Amigo, cómplice, ¿qué diferencia? ¿Dónde colocar la línea de demarcación? Hacer frente a sus hijos y adolescentes en un sesenta y ocho, con todo lo que implica confusión generacional e intrusión emocional, ciertamente no es deseable. Me parece, por otro lado, que una vez que se han convertido en adultos jóvenes, querer crear con ellos una relación cómplice, rica en intercambios, como la que uno puede tener con sus amigos, es un deseo legítimo y ampliamente compartido. . Soy muy consciente de que este deseo de amistad familiar es característico de nuestro tiempo, de nuestra cultura. Esto es confirmado por el psiquiatra infantil Patrice Huerre. "Esto nunca habría llegado a la idea de nuestros abuelos y bisabuelos. Este deseo está vinculado a varios factores: el cambio de autoridad, el hecho de querer permanecer joven el mayor tiempo posible, sentimientos de inseguridad y la fragilidad de los lazos familiares, dificultad para aceptar conflictos y, finalmente, la necesidad de tranquilizarnos acerca de nuestras habilidades como padres. en todos los niveles, y los padres esperan su retorno de la inversión, el deseo de amistad es una de las modalidades ".
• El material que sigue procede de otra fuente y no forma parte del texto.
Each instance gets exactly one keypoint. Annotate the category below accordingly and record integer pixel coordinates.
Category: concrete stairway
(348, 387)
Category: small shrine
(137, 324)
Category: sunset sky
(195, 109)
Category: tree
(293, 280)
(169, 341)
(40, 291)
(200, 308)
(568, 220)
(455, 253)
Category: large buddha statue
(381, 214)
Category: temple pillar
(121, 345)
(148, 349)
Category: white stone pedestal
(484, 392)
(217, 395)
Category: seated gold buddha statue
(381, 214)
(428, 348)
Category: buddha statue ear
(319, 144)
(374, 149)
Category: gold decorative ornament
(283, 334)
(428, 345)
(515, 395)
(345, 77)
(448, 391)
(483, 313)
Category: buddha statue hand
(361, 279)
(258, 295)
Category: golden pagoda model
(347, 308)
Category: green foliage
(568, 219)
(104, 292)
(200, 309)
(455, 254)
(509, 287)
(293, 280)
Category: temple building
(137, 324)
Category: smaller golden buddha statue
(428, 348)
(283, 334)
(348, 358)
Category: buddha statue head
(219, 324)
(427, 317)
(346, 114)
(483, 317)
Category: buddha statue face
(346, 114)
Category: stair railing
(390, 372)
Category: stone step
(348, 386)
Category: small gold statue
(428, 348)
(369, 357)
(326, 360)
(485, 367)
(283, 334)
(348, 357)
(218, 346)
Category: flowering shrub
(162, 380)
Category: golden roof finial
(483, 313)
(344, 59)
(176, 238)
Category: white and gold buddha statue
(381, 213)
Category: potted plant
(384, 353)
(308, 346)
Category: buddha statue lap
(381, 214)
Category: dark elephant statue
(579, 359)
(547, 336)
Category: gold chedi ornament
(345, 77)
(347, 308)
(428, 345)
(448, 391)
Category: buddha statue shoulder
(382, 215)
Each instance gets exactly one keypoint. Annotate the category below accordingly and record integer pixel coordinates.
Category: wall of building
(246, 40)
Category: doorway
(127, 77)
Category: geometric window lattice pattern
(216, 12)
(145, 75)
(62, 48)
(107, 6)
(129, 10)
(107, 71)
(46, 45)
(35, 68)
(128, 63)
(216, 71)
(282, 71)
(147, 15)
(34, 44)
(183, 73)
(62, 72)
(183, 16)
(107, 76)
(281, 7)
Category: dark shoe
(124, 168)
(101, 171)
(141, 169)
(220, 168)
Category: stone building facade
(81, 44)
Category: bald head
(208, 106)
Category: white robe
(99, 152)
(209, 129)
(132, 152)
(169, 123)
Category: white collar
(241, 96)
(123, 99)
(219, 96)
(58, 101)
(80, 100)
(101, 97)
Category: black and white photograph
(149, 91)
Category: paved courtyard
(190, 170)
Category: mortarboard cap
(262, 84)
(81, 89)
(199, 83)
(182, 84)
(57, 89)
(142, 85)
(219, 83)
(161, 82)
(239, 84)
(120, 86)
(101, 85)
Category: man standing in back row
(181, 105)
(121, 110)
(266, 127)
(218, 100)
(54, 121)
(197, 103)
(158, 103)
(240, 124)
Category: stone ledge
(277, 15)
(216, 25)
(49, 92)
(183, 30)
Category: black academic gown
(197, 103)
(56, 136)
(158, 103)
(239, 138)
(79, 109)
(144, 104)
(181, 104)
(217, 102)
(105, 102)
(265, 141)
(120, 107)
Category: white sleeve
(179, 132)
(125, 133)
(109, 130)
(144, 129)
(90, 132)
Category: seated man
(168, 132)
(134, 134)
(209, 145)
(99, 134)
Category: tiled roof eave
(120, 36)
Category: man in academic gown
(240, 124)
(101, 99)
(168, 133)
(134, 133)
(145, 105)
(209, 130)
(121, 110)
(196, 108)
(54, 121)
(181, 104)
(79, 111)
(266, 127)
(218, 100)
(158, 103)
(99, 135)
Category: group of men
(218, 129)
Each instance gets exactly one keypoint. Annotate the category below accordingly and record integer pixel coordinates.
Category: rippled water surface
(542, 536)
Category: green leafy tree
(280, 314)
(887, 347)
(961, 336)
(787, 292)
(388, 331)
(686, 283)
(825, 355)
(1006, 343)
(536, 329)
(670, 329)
¿Un certificado de buena paternidad?

Ser un buen padre, tener la certeza, por fin. Confesado o inconsciente, este deseo se burla de muchos de nosotros. ¿Uno de los certificados de buena crianza? Hazte amigo de tu hijo en Facebook . Rose, de 43 años, madre de Chloe y Clara, de 17 y 14 años, está encantada. Presenta "una complicidad hecha de imágenes compartidas, pequeñas palabras" que le permite "conocer de manera diferente, en un modo más lúdico".Por otro lado, elude la cuestión de la intrusión en el espacio íntimo, diciendo que no mira a sus hijas y que está satisfecha con "pequeñas incursiones". Livia, de 17 años, dice que ha bloqueado el acceso de su madre a la red social. "Es demasiado extraño tenerla como amiga". Mi negativa la molestó, me dijo que sus amigos amigos con sus hijas, no cedí, Facebook es lo mío. "

Defiende tu territorio íntimo por un lado, juega la carta de la complicidad y modernidad del padre por el otro como podemos ver, la amistad familiar y transgeneracional tiene problemas particulares, cuya violencia no falta. "El amor y el odio se mezclan con los sentimientos del niño hacia sus padres. Pero debe tenerse en cuenta que este vínculo implica afectos violentos, explica la psicoanalista Catherine Vanier, que está fuertemente teñida con los conflictos neuróticos de la infancia. La relación es inevitablemente desigual: en la mente de los padres, el niño sigue siendo uno toda su vida, y en sus restos por mucho tiempo siente que él es una promesa para sus padres, que él no puede, no debe decepcionar. Es una presión enorme que sufre en la infancia y la adolescencia ".